Sophia wasn’t even convinced it was her virtue that her father was primarily concerned with, but more the eve
r-present need to avoid any hint of a scandal until he was sworn in as president. Even Chelsea Clinton got to go to Princeton. Apparently Sophia wasn’t that lucky.
So she had to find other ways of getting an education.
As soon as her father and stepmother were out of the house, she took a shower, then headed straight to her room and booted up the computer. It was the first one that she’d ever built back in middle school. She’d been updating it ever since with more RAM and bigger hard drives. She’d even replaced the motherboard last year. The beloved old thing was on its last legs and wouldn’t be good for much more than surfing the internet.

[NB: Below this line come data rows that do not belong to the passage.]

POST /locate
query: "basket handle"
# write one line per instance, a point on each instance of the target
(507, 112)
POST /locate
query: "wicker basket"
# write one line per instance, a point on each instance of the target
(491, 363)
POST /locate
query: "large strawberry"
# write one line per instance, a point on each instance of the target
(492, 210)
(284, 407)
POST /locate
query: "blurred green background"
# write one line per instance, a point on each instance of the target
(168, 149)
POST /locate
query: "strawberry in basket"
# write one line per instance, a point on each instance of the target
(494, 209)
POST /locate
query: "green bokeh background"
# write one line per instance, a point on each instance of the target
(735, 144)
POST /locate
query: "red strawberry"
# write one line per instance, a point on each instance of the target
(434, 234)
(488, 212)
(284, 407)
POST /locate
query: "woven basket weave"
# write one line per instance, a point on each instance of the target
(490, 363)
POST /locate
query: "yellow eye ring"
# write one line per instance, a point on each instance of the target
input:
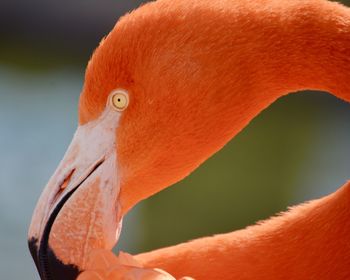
(119, 99)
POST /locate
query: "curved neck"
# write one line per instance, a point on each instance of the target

But at the moment it was her only connection to the outside world.
Her father would get suspicious if she brought home the server that she kept in her dorm room closet.
Her little minimum-wage job at the coffee shop was just enough cover the cost of parts and specialty tools.
Logging on, she pulled up a chat window with a few clicks of the mouse. Some of her group were already online. She wouldn’t be much use to them right now with this crappy machine, but she was a good problem-solver.
It was a necessary skill for a hacker.
Her hacking group only did white hat stuff. Legitimate companies used people like her to test out their computer security systems. It required the same techniques as the more malicious stuff, but instead of exploiting the weakness for personal gain they shared what they’d learned with the companies themselves. Usually, she got paid for every vulnerability that they found. It was good for the company because if she could find a weakness then it was only a matter of time before the bad guys found it too.
Her father didn’t know about any of this. He put up with it when she tinkered with computers as a kid, but he’d made it clear that she wouldn’t be doing any of that for a living. He wanted her to do something respectable and feminine like teach elementary school.